A
relatively recent study proposed SOM-based multi-layer architecture
named convolutional SOM (CSOM). The method has convolutional layers
placed between SOM layers. The novelty was the convolutional-based
feature learning by the SOM. The SOM map was used as a filter for
learning, followed by a convolution layer with that learned filter.
Figure 11 shows a snapshot of filters generated by SOM. The structure
was tested with two types of pooling layers: Traditional max-pooling and
SOM-based pooling. The latter approach performed better with the feature
map with learned SOM maps (filter). The winner neurons were chosen using
Euclidean distance. The SOM map size was chosen 8x8 for input images of
size 256x256. However, no specific reason was mentioned for choosing a
specific map size.
FIGURE 11 Filter learned by SOM in the convolutional SOM (CSOM) method
Alexander and Ayanava proposed a
biologically plausible architecture named Resilient self-organizing
Tissue (ReST) that can be executed as a typical CNN. The continuous
energy function of SOM was the core of the study. It was noted that
traditional SOM suffers from optimum convergence state and model
parameter values, while an energy function can provide a simple quality
measure. With continuous energy function, Stochastic gradient descent
(SGD) can be extended to SOM learning in deep learning. Unlike the
traditional SOM, the learning rate over time was kept constant. The Map
size KxK was treated as a hyperparameter for K
∈ { 10, 15,20, 30, 50} and chosen 10x10 for varying input
batch size of NxN, where N ∈ {1, 5, 10, 20, 50, 100}. A larger map and
batch size would significantly increase the training time.

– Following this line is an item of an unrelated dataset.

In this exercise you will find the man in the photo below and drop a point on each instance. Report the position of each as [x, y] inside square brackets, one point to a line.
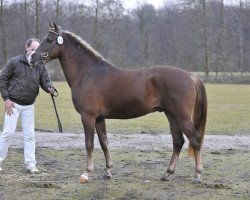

In a similar approach to CSOM,
two more architectures were proposed, named Deep SOM (DSOM) and extended
DSOM (E-DSOM). The block diagrams of both architectures are shown in
Figure 12. In DSOM, each activation space gives a winner on a SOM Map
(filter) during the SOM phase. The next layer is the sampling phase, in
which the feature map is formed. Each node in the feature map is a BMU
from an activation space and is stored in the relevant space of the
activation space. The E-DSOM has
multiple DSOM architectures running in parallel, and the feature maps
are combined at the end. In two-layered architecture, the output layer
gives a single SOM map and is used as an input to a classification
method. The map size varied from 4-24 for the first layer and 14-16 for
the second layer using MNIST, GSAD, and SP-HAR datasets. The E-DSOM
outperformed DSOM with a classification accuracy of up to 15% with
time-saving by 19%. The downside is the requirement for more
computational power for parallel architecture.